Throughout duties, TUMIX averages +3.55% over the very best prior tool-augmented test-time scaling baseline at related price, and +7.8% / +17.4% over no-scaling for Professional/Flash, respectively.


TUMIX is a superb strategy from Google as a result of it frames test-time scaling as a search drawback over heterogeneous instrument insurance policies somewhat than brute-force sampling. The parallel committee (textual content, code, search) improves candidate protection, whereas the LLM-judge allows early-stop that preserves range and reduces token/instrument spend—helpful beneath latency budgets. The HLE positive factors (34.1% with Gemini-2.5 Professional) align with the benchmark’s finalized 2,500-question design, and the ~12–15 agent types “candy spot” signifies choice—not era—is the limiting issue.
Try the Paper. Be happy to take a look at our GitHub Web page for Tutorials, Codes and Notebooks. Additionally, be at liberty to comply with us on Twitter and don’t overlook to hitch our 100k+ ML SubReddit and Subscribe to our E-newsletter. Wait! are you on telegram? now you’ll be able to be a part of us on telegram as properly.

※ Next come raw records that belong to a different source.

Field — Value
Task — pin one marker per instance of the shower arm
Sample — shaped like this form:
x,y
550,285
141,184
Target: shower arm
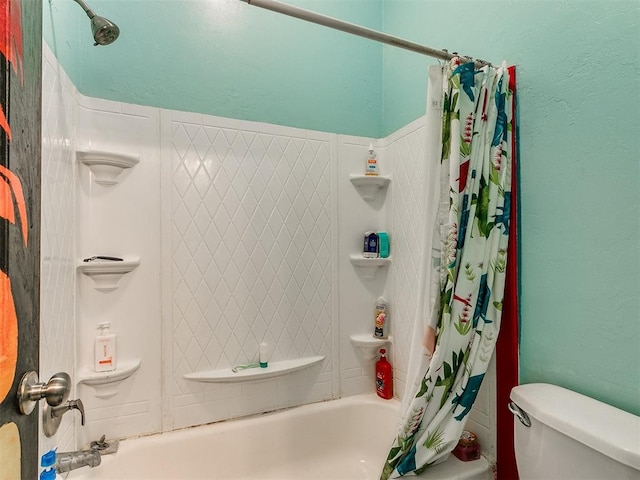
x,y
354,29
90,13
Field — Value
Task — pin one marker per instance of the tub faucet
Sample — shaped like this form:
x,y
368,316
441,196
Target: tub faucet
x,y
67,461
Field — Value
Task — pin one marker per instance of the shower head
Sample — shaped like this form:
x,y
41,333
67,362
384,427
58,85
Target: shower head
x,y
104,31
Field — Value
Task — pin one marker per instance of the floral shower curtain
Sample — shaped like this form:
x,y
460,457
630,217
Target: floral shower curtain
x,y
469,267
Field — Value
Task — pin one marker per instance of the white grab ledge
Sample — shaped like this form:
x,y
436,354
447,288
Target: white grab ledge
x,y
275,369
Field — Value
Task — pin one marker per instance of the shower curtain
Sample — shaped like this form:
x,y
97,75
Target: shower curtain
x,y
458,317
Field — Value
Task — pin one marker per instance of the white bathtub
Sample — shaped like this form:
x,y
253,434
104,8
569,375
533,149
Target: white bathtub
x,y
346,439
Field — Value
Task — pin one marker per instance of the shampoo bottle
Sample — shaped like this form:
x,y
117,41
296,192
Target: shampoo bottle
x,y
372,162
384,377
105,349
380,318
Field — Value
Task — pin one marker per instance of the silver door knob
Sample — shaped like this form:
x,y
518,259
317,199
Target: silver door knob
x,y
55,391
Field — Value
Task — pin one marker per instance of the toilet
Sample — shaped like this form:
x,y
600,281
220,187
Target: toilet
x,y
560,434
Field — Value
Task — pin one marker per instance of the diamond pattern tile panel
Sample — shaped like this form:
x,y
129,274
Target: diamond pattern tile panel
x,y
408,156
250,245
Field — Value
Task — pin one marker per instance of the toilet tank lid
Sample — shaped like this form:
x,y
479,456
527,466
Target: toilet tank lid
x,y
604,428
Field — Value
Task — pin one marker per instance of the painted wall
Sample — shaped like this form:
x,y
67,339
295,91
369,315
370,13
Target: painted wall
x,y
578,63
226,58
578,75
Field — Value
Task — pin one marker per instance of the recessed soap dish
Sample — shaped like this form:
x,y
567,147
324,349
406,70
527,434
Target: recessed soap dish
x,y
107,274
107,166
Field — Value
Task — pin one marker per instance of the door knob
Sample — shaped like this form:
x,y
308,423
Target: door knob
x,y
55,391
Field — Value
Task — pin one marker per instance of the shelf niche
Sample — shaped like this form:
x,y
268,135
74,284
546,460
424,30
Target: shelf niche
x,y
106,167
107,273
369,185
369,267
369,345
106,384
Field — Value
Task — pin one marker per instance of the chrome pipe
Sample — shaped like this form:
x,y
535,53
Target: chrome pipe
x,y
358,30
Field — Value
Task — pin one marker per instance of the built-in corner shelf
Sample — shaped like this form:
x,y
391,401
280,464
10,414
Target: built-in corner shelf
x,y
369,345
369,185
106,166
275,369
368,267
106,384
107,273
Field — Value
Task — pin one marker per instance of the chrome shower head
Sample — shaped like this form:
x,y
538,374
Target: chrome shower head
x,y
104,31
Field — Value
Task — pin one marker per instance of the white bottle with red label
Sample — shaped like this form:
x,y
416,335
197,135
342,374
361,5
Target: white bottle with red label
x,y
372,163
105,349
384,377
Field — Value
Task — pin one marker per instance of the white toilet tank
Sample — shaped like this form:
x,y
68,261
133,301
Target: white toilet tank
x,y
573,436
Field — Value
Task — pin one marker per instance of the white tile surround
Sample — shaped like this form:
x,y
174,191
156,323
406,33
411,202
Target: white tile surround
x,y
244,231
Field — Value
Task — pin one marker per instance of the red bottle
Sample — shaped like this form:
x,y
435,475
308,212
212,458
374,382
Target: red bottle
x,y
384,377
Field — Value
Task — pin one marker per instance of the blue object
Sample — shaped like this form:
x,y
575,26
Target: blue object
x,y
370,249
48,459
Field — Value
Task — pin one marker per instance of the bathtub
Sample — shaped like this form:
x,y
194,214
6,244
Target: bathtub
x,y
346,439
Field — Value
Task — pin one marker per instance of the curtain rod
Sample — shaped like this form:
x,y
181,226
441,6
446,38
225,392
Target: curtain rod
x,y
354,29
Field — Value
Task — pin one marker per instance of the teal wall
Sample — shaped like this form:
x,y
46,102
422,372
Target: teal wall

Asif Razzaq is the CEO of Marktechpost Media Inc.. As a visionary entrepreneur and engineer, Asif is dedicated to harnessing the potential of Synthetic Intelligence for social good. His most up-to-date endeavor is the launch of an Synthetic Intelligence Media Platform, Marktechpost, which stands out for its in-depth protection of machine studying and deep studying information that’s each technically sound and simply comprehensible by a large viewers. The platform boasts of over 2 million month-to-month views, illustrating its recognition amongst audiences.